Bill Clinton: Charter Schools Must Be Held To 'The Original Bargain'

Former U.S. President Bill Clinton speaks during the annual meeting of the Clinton Global Initiative (CGI) in New York, U.S.,
Former U.S. President Bill Clinton speaks during the annual meeting of the Clinton Global Initiative (CGI) in New York, U.S., on Tuesday, Sept. 23, 2014. The 2014 CGI theme of 'Reimagining Impact' brings members together to facilitate the development of forward-thinking and to re-envision the way we impact the world. Photographer: Michael Nagle/Bloomberg via Getty Images

NEW YORK -- Charter schools have great potential, but they aren't living up to their promise, former President Bill Clinton said late Tuesday night at a gathering of about 100 international philanthropists and businesspeople.

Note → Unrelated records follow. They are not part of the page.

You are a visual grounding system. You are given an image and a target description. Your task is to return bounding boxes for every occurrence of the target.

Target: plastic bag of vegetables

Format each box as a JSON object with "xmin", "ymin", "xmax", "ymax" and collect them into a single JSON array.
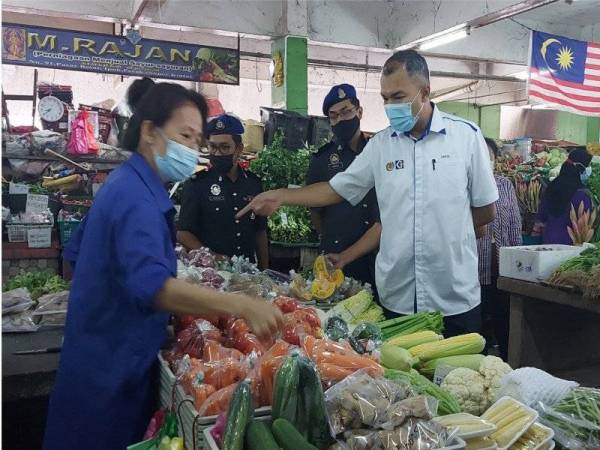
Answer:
[{"xmin": 538, "ymin": 387, "xmax": 600, "ymax": 450}]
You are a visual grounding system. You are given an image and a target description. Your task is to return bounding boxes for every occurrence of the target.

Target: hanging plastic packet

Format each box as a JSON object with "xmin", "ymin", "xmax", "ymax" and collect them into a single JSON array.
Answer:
[
  {"xmin": 324, "ymin": 315, "xmax": 350, "ymax": 342},
  {"xmin": 349, "ymin": 322, "xmax": 383, "ymax": 355}
]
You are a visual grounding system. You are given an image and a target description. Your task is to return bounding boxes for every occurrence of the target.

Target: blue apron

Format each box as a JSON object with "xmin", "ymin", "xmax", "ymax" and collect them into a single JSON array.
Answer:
[{"xmin": 43, "ymin": 153, "xmax": 177, "ymax": 450}]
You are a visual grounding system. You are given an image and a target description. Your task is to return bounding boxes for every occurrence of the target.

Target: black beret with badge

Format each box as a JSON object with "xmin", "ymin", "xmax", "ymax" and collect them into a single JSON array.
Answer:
[
  {"xmin": 322, "ymin": 83, "xmax": 357, "ymax": 116},
  {"xmin": 207, "ymin": 114, "xmax": 245, "ymax": 137}
]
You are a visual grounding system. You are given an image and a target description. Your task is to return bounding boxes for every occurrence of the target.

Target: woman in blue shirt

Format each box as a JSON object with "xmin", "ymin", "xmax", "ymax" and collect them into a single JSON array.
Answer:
[{"xmin": 42, "ymin": 83, "xmax": 283, "ymax": 450}]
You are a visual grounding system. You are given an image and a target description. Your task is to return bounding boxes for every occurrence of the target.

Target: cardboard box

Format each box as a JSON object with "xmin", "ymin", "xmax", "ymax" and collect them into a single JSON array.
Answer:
[{"xmin": 499, "ymin": 244, "xmax": 588, "ymax": 282}]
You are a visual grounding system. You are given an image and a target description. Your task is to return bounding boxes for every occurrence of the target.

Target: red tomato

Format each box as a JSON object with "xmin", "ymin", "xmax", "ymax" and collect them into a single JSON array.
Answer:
[{"xmin": 274, "ymin": 296, "xmax": 299, "ymax": 314}]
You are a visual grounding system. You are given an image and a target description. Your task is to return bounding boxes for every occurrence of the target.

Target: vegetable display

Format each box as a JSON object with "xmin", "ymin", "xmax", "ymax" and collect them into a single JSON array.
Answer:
[
  {"xmin": 269, "ymin": 207, "xmax": 318, "ymax": 244},
  {"xmin": 567, "ymin": 201, "xmax": 597, "ymax": 245},
  {"xmin": 481, "ymin": 397, "xmax": 538, "ymax": 449},
  {"xmin": 3, "ymin": 271, "xmax": 69, "ymax": 301},
  {"xmin": 546, "ymin": 243, "xmax": 600, "ymax": 299},
  {"xmin": 409, "ymin": 333, "xmax": 486, "ymax": 362},
  {"xmin": 222, "ymin": 380, "xmax": 253, "ymax": 450},
  {"xmin": 385, "ymin": 368, "xmax": 462, "ymax": 416},
  {"xmin": 377, "ymin": 311, "xmax": 444, "ymax": 341},
  {"xmin": 440, "ymin": 356, "xmax": 512, "ymax": 415},
  {"xmin": 539, "ymin": 387, "xmax": 600, "ymax": 450},
  {"xmin": 249, "ymin": 131, "xmax": 317, "ymax": 244}
]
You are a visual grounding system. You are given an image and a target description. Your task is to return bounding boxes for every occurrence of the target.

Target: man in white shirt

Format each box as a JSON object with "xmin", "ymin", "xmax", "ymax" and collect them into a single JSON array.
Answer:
[{"xmin": 238, "ymin": 50, "xmax": 498, "ymax": 336}]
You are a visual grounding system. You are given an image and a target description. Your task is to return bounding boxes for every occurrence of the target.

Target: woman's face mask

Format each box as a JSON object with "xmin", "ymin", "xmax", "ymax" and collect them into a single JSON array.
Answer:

"If you're going to get into education, I think it's really important that you invest in what works," Clinton said. "For example, New Orleans has better schools than it had before Hurricane Katrina, and it's the only public school [district] in America where 100 percent of the schools are charter schools."

But the reforms shouldn't stop there, he added. "They still haven't done what no state has really done adequately, which is to set up a review system to keep the original bargain of charter schools, which was if they weren't outperforming the public model, they weren't supposed to get their charter renewed," he said.

Charter schools -- which are publicly funded but can be privately run -- present an issue that tends to divide Democrats. Even supporters have argued that such schools are not sufficiently regulated, and various studies show that they are rarely shuttered for low academic performance.

After his speech, Clinton told The Huffington Post that he had been a backer of charter schools when their use first expanded in the 1990s. He said the deal was that in exchange for being "unfettered," they were supposed to do a better job of educating students -- or they would be closed.

The former president made his remarks during an unannounced appearance at a dinner hosted by the Clinton Global Initiative and the Varkey GEMS Foundation, a philanthropic organization based in the United Arab Emirates that runs private schools around the globe and produces education research. The dinner was held to mark the launch of Business Backs Education, a new UNESCO-supported campaign that aims to make education the recipient of 20 percent of global corporate philanthropy aimed at matters of social responsibility by 2020, up from 7 percent now. (There was a panel discussion about it led by CNN host Fareed Zakaria.) The campaign suggests that such increased investment would enable three million more children to attend school annually.

Clinton briefly praised New York City Mayor Bill de Blasio for his work on regulating charter schools. Rhode Island also earned a thumbs up for "rigorously enforc[ing] the second part of the grand bargain, which was any charter school that was doing better than public schools was supposed to systematically work with the public schools to institute the practices that work." But business leaders need to contribute more to education, he said.

"We can do this; this isn't rocket science. We just have to sort of saddle up and do it," Clinton said. "And the thing is, sometimes we overthink it and I'm pretty positive we overtest it," he said, garnering applause.

Clinton said he's "not opposed" to student testing, but he thinks it should be limited. "I think doing one in elementary school, one in the end of middle school and one before the end of high school is quite enough if you do it right." He stressed the importance of good teachers, adding that trimming the number of state tests could give teachers more time to collaborate.

In his brief remarks, the former president did not once mention expanding preschool -- the education plank that former Secretary of State Hillary Clinton, a potential 2016 presidential contender, has embraced with a campaign focused on the "word gap" between what poor children and middle- and upper-class children hear in their earliest years.